The brutal truth about becoming a design manager

(and why it’s all going to be fine)

4 min readSep 21, 2016

--

1. Your team complain about you.

The armour you formed for dealing with design feedback is needed now, but for another matter. No matter how sociable your relationship with your team appears to be, you are still the focal point their work complaints. It’s natural to focus frustrations with work on one person and ‘the boss’ is most likely target. It’s important to accept this and use to strengthen your team. Instead of getting caught in paranoia, get out of your chair and seek out concerns/frustrations/worries amongst your team. Be proactive and provide an environment in which they can approach you with their ideas and work complaints.

2. Nobody is more invested than you.

As excited and enthused as your team may be, you are still the person with the most riding on the team’s success. So naturally you’ll be more passionate and more invested than your design team. This allows you to lead by example. You now set the standard for creative behaviour. Be the beacon of positive energy.

3. Your ‘hands-on’ design skills will fade.

This is the next step on your design career path. More of your time will be devoted to managing, guiding, defending and discussing design. Less of your time will be spent actually creating designs. As you won’t be practicing design so frequently your skills will begin to fade. This is ok. Don’t panic. Your skills in directing, thinking, presenting and managing design will naturally improve. You will become more rounded and equally vital to the design world. These are not your “sunset years”. Your skills will develop in important new ways.

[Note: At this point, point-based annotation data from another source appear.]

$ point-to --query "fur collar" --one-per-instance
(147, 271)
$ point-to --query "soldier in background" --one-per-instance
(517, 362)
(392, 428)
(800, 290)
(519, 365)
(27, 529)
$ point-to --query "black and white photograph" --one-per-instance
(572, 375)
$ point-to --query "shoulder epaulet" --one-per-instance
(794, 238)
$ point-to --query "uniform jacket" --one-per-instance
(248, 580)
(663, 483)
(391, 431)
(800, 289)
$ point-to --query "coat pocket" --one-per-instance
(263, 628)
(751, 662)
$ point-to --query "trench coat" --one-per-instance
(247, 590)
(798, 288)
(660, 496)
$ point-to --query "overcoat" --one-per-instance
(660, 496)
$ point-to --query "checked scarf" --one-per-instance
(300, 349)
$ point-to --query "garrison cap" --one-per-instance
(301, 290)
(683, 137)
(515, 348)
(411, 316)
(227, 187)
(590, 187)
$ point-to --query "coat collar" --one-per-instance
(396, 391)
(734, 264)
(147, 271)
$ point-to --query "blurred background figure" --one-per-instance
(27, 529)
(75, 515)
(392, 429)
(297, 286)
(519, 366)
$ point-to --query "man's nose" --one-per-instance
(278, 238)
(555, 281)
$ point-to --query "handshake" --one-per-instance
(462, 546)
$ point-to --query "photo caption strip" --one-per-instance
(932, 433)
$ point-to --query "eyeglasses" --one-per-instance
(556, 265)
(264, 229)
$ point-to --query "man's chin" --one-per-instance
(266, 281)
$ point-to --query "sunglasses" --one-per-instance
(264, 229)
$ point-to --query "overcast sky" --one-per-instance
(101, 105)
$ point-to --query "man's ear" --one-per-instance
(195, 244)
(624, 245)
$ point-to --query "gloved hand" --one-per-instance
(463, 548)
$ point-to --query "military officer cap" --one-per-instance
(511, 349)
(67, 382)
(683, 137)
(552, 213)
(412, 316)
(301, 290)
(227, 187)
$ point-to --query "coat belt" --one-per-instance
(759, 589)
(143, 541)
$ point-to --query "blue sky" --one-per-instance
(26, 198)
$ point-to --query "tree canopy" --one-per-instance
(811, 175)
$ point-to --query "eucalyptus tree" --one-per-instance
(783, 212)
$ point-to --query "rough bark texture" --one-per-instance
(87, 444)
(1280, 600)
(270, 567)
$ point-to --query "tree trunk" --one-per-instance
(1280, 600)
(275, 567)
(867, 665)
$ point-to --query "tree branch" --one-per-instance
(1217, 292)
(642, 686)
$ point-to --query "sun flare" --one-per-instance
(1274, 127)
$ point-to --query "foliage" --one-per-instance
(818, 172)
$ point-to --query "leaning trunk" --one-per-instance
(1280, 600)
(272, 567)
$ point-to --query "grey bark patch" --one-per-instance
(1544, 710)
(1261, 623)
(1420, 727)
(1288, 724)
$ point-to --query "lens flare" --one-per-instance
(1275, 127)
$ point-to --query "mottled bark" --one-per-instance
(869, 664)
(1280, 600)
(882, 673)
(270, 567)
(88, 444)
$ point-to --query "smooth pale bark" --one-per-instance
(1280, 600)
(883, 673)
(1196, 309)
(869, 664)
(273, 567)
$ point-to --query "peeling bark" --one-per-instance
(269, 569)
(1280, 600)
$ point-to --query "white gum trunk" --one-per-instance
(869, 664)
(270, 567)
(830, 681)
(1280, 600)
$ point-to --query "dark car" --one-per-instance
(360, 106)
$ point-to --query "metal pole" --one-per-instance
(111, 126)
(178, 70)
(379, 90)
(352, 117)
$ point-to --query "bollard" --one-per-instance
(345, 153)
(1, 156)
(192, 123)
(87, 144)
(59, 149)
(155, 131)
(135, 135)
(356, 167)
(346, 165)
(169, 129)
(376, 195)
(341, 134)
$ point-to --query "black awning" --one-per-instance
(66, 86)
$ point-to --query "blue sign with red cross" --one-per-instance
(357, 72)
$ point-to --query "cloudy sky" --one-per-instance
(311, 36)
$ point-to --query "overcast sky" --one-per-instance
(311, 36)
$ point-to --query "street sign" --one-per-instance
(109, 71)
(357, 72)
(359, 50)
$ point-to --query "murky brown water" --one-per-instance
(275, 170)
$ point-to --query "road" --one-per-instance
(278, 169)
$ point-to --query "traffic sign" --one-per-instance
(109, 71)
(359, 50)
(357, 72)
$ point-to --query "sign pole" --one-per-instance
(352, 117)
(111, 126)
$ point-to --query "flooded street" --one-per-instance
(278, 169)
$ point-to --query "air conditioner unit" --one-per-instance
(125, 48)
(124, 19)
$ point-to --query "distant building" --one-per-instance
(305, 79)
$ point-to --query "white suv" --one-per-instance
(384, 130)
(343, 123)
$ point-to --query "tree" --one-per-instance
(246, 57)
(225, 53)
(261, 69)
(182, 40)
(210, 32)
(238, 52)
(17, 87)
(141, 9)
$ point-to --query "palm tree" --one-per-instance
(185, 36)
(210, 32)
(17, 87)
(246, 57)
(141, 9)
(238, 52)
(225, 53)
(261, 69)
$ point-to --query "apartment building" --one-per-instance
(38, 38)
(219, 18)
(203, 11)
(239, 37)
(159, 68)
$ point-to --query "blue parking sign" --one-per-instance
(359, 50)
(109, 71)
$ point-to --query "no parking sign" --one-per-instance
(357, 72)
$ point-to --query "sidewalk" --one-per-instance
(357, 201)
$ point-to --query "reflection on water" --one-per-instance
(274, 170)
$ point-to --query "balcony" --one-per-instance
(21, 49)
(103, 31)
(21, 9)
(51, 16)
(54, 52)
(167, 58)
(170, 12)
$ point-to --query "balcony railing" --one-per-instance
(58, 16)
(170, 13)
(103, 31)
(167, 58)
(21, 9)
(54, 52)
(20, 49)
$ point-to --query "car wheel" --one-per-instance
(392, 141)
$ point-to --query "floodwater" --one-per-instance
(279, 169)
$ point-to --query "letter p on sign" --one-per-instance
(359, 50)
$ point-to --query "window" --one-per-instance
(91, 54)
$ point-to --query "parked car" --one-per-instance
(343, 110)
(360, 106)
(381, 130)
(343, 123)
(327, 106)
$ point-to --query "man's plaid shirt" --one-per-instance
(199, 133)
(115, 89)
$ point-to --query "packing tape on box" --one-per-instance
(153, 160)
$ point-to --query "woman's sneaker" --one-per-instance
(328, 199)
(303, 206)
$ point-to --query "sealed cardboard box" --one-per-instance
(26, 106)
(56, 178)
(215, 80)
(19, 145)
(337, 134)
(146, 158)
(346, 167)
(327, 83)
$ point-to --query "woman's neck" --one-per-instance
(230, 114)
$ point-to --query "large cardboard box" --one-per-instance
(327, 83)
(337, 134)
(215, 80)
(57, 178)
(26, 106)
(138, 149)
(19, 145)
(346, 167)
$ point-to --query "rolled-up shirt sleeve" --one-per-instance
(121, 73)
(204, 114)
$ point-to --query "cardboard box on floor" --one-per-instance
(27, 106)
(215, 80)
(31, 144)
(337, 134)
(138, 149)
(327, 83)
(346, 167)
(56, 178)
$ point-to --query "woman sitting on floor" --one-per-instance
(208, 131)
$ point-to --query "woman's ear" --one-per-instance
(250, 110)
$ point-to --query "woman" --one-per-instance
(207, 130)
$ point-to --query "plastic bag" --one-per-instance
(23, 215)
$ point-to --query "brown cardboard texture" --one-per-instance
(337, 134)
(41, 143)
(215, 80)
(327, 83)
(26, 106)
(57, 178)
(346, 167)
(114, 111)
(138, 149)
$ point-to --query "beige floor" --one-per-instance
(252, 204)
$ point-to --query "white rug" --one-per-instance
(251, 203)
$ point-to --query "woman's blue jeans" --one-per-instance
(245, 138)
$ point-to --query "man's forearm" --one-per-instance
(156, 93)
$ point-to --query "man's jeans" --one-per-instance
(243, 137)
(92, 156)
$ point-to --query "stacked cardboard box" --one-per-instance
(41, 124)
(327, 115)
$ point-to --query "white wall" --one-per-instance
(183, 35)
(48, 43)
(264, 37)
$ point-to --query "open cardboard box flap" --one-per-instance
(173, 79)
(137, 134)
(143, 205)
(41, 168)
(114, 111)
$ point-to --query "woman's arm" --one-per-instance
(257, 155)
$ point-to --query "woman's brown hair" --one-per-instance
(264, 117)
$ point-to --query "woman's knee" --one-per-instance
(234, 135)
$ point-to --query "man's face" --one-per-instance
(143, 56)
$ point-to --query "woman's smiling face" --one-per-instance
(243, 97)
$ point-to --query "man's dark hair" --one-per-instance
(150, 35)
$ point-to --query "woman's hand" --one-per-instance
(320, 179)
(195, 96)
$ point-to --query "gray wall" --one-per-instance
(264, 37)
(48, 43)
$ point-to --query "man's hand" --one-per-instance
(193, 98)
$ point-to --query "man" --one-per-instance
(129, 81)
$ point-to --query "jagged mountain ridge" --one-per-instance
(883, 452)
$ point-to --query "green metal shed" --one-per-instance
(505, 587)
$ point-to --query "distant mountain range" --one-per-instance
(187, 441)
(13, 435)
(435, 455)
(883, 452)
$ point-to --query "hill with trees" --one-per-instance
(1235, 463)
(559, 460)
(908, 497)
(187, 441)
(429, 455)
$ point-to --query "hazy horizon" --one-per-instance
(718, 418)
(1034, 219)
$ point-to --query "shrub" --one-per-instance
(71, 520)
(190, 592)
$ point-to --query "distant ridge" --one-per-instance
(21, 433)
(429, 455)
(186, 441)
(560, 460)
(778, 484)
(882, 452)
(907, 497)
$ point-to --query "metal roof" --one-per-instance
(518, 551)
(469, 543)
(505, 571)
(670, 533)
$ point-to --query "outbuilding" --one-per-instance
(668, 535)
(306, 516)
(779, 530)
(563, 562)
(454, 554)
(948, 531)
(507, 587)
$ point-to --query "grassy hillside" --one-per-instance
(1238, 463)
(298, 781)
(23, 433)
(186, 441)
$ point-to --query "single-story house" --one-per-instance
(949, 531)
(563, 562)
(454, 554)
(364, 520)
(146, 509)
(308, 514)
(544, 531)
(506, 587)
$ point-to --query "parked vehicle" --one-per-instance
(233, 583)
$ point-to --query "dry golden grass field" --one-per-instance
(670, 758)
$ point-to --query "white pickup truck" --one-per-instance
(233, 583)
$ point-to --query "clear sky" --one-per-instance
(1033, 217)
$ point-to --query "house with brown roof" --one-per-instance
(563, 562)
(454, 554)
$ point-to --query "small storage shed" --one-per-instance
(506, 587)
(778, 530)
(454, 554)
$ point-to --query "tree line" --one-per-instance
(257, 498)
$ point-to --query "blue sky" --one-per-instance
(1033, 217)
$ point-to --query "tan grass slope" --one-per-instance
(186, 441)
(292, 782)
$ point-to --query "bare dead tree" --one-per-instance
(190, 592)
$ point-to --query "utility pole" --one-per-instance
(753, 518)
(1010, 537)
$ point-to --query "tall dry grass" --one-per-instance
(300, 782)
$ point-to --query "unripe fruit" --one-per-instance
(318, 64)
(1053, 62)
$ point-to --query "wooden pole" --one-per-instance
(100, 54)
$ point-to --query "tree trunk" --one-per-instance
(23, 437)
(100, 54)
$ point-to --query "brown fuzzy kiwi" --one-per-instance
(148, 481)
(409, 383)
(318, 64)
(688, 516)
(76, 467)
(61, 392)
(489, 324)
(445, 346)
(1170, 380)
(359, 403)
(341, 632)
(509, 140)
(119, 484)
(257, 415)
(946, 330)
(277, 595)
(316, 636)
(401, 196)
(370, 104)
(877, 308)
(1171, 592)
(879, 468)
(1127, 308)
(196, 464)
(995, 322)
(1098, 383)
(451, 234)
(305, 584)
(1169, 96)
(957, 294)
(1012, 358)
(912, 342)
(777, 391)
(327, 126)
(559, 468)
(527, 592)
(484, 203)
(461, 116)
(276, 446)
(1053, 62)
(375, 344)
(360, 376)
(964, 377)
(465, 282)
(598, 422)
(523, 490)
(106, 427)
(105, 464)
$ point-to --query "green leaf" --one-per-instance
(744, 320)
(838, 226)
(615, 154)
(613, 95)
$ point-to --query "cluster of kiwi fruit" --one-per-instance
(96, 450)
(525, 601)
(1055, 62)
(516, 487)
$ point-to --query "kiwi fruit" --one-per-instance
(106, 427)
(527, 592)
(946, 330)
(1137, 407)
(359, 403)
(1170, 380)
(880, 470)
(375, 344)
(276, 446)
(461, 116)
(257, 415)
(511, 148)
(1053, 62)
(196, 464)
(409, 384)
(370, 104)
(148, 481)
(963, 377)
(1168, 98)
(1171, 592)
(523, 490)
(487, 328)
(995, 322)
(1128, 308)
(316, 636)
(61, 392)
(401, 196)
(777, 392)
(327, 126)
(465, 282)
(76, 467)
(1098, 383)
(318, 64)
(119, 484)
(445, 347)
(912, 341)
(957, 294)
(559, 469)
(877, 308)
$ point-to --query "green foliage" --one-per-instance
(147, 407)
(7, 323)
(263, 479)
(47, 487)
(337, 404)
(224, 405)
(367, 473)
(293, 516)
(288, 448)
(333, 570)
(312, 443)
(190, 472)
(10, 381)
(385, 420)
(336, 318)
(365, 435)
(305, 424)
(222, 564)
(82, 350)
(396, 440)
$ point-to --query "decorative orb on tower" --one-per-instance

4. You will have to be the janitor.

Becoming a manager of designers does not mean you will leave behind menial jobs. In fact the more you actively deal with the ‘dirty work’, the more your team will understand that you’re there to serve them. Being a design leader is not about being a Tom Ford style creative dictator, it’s about facilitating the design team and helping them create their best work. So tidy the studio, chase tech support to fix problems, rename those files and your team will begin to love you for it.

5. Most of your time will be spent with non-designers.

The long days in the design studio are over. The comforting warmth of a creative cocoon is gone and the cold reality of a commercial world is where you now live. Your days will now be spent in meetings with people who don’t understand design and some that don’t care about it. Interestingly this now means you (and sometimes you alone) will represent design in these new environments. This is your opportunity to either embrace or disprove the stereotypes of being a designer.

6. Any designers not performing well, reflects on you.

The idiom that ‘you’re only as good as your last piece of work’ has shifted for you. You’re now only as good as your team. If one member of your team is struggling then it reflects on your leadership. A team manager does not have the luxury of writing a team member off. But as a team manager you have the great advantage of being able to bring your team together. A team is, by definition, a support system. Your team has the ability to equalise itself and you alone are perfectly placed to create that balance.

7. You’re not Don Draper.

The role of a Design Lead is very different from a Creative Director. Your task is not to find the one inspirational concept. It also involves surprisingly little drinking and few ties (sadly). The need for one hit creative campaigns is dwindling with the rise of interactive systems. Now the real creative ‘mad men’ are the designers who are defining the digital experiences that surround us. I believe this is the golden era of design. Being a part of this community is more exciting than any TV spot.

8. It’s your neck on the line.

You stand alone. There is nowhere to hide when a design fails or the design process comes apart. The buck stops with you. When it goes wrong (and it will go wrong) you will feel the most pain. On the flipside when it goes well the glow of success is yours to bask in. Your team’s accolades and triumphs will bring more than enough satisfaction to wash away the tough times.

The role of a design manager varies wildly across organisations, so these cannot be universal truths. This is simply a list of things to consider when making the step from designer to design leader. It’s an incredible challenge, not for everyone, but entirely worth the work.